SQL Server and similar databases were designed primarily for online transaction processing (OLTP) and are scale-up systems. In a scale-up system, performance benefits come from adding more compute and memory resources in the host server or migrating to a larger server. In contrast, a scale-out database system is designed to use multiple networked servers with storage to distribute data and data processing across a cluster. Scale-out systems are designed to manage big data challenges that do not work well through the traditional scale-up systems approach.
With SQL Server 2019, Microsoft now offers an option for hosting scale-out database services. SQL Server 2019 Big Data Clusters is a new scale-out big data solution that combines SQL Server, Spark, and HDFS across a cluster of servers. The SQL Server master instance coordinates connectivity, scale-out query management, metadata, and machine learning. The master instance is a fully functional SQL Server instance and a Tabular Data Stream (TDS) endpoint that provides application-level protocol that is used by tools such as Azure Data Studio and SQL Server Management Studio.
The master instance contains the scale-out query engine that pushes computations to the compute pool. In Big Data Clusters, the compute pool processes the query across the SQL Server instances. This parallelization enables faster reading of large datasets, thus saving time in returning the results. Management of scale-out queries and other metadata is maintained in the master instance.
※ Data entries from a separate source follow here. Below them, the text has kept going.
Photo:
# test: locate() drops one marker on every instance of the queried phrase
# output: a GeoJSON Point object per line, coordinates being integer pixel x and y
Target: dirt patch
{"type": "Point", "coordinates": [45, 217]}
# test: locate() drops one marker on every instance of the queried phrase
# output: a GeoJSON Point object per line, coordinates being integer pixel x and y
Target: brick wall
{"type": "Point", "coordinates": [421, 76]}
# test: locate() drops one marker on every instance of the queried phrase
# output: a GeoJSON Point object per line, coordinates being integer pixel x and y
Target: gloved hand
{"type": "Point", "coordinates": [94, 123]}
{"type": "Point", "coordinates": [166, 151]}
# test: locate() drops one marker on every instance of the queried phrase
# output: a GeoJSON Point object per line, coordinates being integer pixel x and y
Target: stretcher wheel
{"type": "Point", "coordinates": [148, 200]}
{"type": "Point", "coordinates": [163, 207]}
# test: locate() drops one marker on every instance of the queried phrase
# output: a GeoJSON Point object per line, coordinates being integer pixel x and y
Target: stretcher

Metadata in the master instance includes:
Beyond the SQL engine and Big Data Cluster management, SQL Server 2019 integrates additional services such as machine learning. Machine learning is the capability to use data in developing models. For example, using machine learning, a model can be created to define the difference between legitimate email and spam. Such a model can then be used to improve email services by removing most spam from a user’s inbox.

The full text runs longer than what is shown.